Examples of the generated CDC events

Etlworks automatically parses CDC events stored in a Kafka topic so you don’t have to deal with this, but it is still a good idea to learn how exactly the generated events look like for the different DML statements.

Assuming that we are using a JSON format for serialization of the CDC events (default), also assuming that the source table was created using the following SQL:

CREATE TABLE dbo.cdc_test(id INT,
 NAME VARCHAR(255),
 changed DATETIME,
 PRIMARY KEY (id))

the generated CDC events will look like the following:

INSERT INTO dbo.test2 (id,name,changed) values (1,'test1',CURRENT_TIMESTAMP)

Key: {“id”:1}

Value: {“id”:1,”name”:”test1″,”changed”:1552064244733}

Header: __debezium-operation=c

UPDATE dbo.cdc_test SET name = 'updated-test1-1', changed=CURRENT_TIMESTAMP 
WHERE id = 1

Key: {“id”:1}

Value: {“id”:1,”name”:”updated-test1-1″,”changed”:1552064295845}

Header: __debezium-operation=u

DELETE FROM WHERE id = 1

Key: {“id”:1}

Value: none

Header: __debezium-operation=DELETE

Configuring serialization format for DATE/TIME fields

As you probably noticed, the value of the timestamp field changed is generated as Unix epoch time in miliseconds. You can convert it to the human (and database) readable format using TimestampConverter transformation:

"transforms":"unwrap,convert",
 
"transforms.convert.type":"org.apache.kafka.connect.transforms.TimestampConverter$Value",
"transforms.convert.target.type":"string",
"transforms.convert.field":"changed",
"transforms.convert.format":"yyyy-MM-dd HH:mm:ss"

3. Create a change replication flow

Step 1. Create source Kafka connection. When creating connection select Debezium as CDC provider. Enter a wildcard topic name in the format database_server_name.database_name.*.

Step 2. Create a JSON format with all default settings.

Step 3. Create a connection to the destination database. Disable the auto-commit.

Step 4. Create a new flow by selecting Stream data from queue to database from the gallery.

Step 5. Add a new source-to-destination transformation where:

  • the FROM connection is the connection to Kafka created in step 1.
  • the FROM format is the JSON format created in step 2.
  • the FROM is a topic name for the specific table.
  • the TO is a destination table name.
  • the TO connection is the destination database connection created in step 3.

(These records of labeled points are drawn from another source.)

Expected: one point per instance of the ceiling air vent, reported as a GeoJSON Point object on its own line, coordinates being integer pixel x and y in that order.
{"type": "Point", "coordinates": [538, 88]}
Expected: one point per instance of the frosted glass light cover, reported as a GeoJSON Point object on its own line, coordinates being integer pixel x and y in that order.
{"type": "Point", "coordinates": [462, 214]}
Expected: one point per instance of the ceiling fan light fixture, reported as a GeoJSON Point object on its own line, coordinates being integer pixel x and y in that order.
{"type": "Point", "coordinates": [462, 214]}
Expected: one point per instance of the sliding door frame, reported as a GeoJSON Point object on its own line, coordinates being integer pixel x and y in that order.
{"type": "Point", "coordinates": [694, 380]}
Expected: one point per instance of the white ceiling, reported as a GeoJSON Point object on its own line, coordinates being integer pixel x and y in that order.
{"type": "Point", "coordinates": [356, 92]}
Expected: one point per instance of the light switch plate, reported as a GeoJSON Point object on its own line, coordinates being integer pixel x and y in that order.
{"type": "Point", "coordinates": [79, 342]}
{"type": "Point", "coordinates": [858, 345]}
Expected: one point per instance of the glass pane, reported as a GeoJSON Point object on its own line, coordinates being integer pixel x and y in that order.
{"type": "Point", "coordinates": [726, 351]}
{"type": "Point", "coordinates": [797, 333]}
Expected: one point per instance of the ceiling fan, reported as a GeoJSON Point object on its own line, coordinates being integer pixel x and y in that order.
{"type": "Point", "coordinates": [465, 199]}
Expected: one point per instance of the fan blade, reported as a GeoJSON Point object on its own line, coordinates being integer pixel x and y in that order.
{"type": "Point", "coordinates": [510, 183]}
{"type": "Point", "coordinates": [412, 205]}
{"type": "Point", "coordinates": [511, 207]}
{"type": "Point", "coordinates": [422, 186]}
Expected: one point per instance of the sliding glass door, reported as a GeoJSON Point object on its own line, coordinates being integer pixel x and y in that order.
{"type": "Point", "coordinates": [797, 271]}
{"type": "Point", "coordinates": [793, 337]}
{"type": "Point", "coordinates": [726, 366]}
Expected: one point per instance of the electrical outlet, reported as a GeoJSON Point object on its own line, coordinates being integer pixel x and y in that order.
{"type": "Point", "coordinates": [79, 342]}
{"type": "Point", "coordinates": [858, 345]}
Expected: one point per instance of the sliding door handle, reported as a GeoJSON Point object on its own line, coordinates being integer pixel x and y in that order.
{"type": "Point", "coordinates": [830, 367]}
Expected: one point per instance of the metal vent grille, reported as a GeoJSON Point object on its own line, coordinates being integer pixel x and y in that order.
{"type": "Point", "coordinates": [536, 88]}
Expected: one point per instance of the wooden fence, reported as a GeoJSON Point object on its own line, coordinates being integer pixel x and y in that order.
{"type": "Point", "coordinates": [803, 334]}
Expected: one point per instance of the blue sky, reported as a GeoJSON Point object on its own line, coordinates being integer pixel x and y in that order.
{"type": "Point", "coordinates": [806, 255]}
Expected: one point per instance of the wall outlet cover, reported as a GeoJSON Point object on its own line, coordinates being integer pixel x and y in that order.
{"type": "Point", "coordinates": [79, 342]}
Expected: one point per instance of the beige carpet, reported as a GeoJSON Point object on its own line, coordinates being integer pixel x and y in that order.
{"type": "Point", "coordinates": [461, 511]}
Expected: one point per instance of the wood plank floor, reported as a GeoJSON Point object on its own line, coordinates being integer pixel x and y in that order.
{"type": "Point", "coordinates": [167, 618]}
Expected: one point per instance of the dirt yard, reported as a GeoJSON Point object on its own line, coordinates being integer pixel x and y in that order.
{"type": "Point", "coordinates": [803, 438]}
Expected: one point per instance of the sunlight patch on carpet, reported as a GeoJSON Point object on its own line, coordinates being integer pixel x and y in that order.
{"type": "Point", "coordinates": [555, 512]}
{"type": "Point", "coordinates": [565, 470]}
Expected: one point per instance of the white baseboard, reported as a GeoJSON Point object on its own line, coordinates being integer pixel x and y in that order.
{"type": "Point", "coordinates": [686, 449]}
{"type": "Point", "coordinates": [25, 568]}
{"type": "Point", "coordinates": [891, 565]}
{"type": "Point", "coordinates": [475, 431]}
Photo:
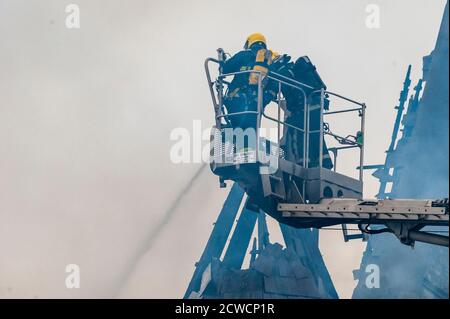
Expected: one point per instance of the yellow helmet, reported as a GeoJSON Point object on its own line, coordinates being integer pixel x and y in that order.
{"type": "Point", "coordinates": [253, 38]}
{"type": "Point", "coordinates": [275, 54]}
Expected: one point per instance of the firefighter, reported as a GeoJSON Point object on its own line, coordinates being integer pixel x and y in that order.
{"type": "Point", "coordinates": [242, 93]}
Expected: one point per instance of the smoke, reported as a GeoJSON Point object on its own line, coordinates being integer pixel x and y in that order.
{"type": "Point", "coordinates": [155, 231]}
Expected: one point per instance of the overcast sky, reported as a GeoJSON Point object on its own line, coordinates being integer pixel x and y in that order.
{"type": "Point", "coordinates": [86, 115]}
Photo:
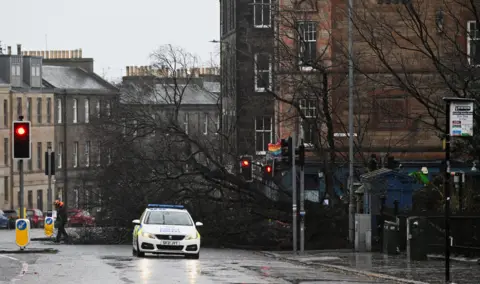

debezium-cdc-transformation.png

Step 6. Click the MAPPING button, select Parameters tab and configure the following parameters:

  • Stream Data – enabled
  • Use Bind Variables – enabled
  • Create Tables and Adjust Fields – enabled
  • Action – Record
  • Lookup Fields – the unique field(s) for the record. In our example the unique field is ID.

cdc-transformation.png

Step 7. If the foreign constraints are disabled (or do not exist) in the destination database, you can enable processing of each transformation in a parallel thread.

parallel-cdc.png

Step 8. Add the source-to-destination transformations for all tables with enabled CDC. You can duplicate the existing transformation and change the topic name (the format is server_name.database_name.table_name), the destination table name, and the lookup field(s).

4. Schedule the flow

Schedule the flow to be executed in real-time.